L’ajout des tomates
Versez les tomates concassées directement dans la casserole avec le bouillon. La masse froide va dégazer au contact de la chaleur — un bouillonnement vif qui se calme vite. Mélangez pour bien intégrer les légumes et portez à frémissement. À ce stade, la sauce est encore aqueuse, légèrement acidulée, presque crue en goût. C’est normal, et c’est exactement là où le temps fait son travail. Couvrez partiellement — un couvercle posé en biais — pour laisser l’humidité s’évaporer progressivement, réglez le feu au minimum et laissez la sauce trouver son rythme. Elle va commencer à épaissir visiblement au bout d’une vingtaine de minutes.
45 minutes qui changent tout
Le mijotage lent est l’étape que beaucoup sabotent en poussant le feu pour aller plus vite. À feu trop fort, la sauce réduit trop vite en surface, brûle en fond, et développe une amertume que rien ne rattrapera. À feu doux, les sucres naturels des carottes et des tomates ont le temps de se concentrer tranquillement. Vous verrez la couleur évoluer : de ce rouge vif initial vers un rouge plus sombre, plus dense, presque confituré. L’odeur change aussi — elle perd son côté cru pour devenir ronde, chaude, enveloppante. Remuez toutes les dix minutes pour éviter que le fond accroche. Si la sauce épaissit trop vite avant la fin, ajoutez un peu de bouillon.

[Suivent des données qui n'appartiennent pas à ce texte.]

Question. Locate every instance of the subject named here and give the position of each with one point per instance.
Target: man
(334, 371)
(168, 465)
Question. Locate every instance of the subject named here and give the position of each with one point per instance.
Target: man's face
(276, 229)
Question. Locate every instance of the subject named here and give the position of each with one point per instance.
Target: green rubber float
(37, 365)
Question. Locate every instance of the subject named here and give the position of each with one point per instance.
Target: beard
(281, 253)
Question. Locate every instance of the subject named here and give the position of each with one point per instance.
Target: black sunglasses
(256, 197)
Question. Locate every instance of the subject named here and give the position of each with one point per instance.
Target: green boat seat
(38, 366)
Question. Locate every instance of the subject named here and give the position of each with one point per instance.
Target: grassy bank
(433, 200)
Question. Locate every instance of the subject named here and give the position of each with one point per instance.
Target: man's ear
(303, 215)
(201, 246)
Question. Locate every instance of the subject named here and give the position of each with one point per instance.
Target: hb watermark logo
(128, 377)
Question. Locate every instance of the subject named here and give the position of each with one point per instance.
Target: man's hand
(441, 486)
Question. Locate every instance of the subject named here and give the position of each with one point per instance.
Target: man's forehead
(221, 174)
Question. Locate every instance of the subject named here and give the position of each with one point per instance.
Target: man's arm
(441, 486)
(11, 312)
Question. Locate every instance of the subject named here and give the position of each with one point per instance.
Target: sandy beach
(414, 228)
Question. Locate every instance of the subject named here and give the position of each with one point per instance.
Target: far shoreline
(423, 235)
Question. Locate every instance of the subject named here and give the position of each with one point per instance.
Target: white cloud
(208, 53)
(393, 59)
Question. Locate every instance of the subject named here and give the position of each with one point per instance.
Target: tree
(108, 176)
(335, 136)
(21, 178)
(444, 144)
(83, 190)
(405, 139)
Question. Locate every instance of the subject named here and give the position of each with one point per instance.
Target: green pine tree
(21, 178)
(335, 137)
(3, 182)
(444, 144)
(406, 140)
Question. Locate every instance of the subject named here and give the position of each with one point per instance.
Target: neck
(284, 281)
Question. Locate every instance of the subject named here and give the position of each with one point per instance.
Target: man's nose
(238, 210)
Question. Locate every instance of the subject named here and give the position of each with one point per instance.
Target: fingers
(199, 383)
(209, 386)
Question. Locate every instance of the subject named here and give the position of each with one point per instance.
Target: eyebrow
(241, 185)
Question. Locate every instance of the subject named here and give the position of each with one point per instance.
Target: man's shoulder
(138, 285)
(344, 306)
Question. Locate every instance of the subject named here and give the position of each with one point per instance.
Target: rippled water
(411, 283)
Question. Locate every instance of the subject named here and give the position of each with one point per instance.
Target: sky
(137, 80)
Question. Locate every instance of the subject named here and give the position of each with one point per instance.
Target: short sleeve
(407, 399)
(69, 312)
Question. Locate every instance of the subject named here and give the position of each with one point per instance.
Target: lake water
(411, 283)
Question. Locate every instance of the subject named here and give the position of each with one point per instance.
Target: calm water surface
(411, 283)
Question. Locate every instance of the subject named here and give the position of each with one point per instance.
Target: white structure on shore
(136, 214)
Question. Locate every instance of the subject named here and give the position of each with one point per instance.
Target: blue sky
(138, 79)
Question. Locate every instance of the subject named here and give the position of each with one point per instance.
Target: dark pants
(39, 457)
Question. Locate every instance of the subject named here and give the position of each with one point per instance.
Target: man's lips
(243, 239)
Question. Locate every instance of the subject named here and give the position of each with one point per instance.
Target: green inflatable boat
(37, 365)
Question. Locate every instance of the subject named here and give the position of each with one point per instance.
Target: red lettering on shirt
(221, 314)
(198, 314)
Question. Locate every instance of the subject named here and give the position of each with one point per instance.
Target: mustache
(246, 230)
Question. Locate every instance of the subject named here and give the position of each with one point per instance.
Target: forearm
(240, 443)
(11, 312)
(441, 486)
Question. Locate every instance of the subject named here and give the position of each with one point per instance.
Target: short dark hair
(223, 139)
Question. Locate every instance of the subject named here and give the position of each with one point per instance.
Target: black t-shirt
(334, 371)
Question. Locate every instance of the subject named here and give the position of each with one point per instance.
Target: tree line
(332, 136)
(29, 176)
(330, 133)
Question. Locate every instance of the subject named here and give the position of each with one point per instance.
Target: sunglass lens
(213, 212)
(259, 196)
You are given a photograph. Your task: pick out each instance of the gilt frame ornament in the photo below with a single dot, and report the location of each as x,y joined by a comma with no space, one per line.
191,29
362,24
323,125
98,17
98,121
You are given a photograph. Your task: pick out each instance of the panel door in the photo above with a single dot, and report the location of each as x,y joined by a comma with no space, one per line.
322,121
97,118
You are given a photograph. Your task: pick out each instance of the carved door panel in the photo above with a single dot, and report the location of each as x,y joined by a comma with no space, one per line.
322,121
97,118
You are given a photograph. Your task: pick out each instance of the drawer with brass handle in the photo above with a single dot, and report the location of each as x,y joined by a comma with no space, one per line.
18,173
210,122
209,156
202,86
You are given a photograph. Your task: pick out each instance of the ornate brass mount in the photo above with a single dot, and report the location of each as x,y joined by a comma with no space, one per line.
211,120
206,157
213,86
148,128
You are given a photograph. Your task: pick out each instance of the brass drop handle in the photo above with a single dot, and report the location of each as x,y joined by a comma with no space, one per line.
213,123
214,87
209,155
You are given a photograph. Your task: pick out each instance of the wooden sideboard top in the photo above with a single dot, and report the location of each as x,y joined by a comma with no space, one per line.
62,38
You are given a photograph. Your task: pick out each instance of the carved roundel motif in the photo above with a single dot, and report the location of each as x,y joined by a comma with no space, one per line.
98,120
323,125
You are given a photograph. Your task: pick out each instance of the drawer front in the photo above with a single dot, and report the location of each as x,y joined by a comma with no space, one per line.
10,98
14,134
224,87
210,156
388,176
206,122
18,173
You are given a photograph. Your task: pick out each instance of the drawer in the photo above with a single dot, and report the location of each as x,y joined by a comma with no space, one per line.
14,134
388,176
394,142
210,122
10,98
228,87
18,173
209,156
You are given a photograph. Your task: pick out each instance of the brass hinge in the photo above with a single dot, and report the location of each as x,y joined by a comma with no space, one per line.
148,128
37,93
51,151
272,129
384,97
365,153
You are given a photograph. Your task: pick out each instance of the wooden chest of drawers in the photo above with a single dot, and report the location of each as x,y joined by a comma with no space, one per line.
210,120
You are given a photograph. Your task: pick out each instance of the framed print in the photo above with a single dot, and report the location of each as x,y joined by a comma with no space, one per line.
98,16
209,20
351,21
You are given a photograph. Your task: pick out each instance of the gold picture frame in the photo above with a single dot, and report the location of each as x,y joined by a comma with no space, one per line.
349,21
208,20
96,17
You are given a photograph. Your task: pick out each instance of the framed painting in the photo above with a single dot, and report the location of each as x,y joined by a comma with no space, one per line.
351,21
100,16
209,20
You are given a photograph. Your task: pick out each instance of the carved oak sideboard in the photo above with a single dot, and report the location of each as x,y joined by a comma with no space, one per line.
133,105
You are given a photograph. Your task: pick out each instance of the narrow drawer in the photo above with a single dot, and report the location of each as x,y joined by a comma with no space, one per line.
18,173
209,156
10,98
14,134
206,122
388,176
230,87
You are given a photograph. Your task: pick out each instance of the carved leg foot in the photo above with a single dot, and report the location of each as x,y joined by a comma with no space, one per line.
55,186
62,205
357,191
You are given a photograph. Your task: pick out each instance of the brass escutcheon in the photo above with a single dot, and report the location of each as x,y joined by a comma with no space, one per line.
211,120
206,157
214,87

Le basilic et l’ajustement final
Dans les dix dernières minutes, ajoutez le basilic frais grossièrement déchiré à la main — pas coupé au couteau qui oxyde les feuilles. Il va ramollir et libérer ses arômes dans la sauce sans les dissoudre à la vapeur. Après avoir éteint le feu, goûtez. Si la sauce vous semble trop acidulée — ça dépend toujours des tomates — deux options : une cuillère à soupe de sucre qui équilibre directement, ou une demi-cuillère à café de bicarbonate de soude qui neutralise chimiquement l’acidité sans ajouter de sucré. Le bicarbonate donne un résultat plus neutre, le sucre légèrement plus rond en bouche. La différence est subtile mais réelle — c’est votre palais qui décide.

Conseils & astuces
- Choisissez des tomates en boîte de qualité, pas les moins chères du rayon — avec si peu d’ingrédients, chaque produit compte directement dans le goût final. San Marzano ou DOP sur l’étiquette, c’est la garantie d’une tomate à l’acidité naturellement douce que le mijotage va encore améliorer.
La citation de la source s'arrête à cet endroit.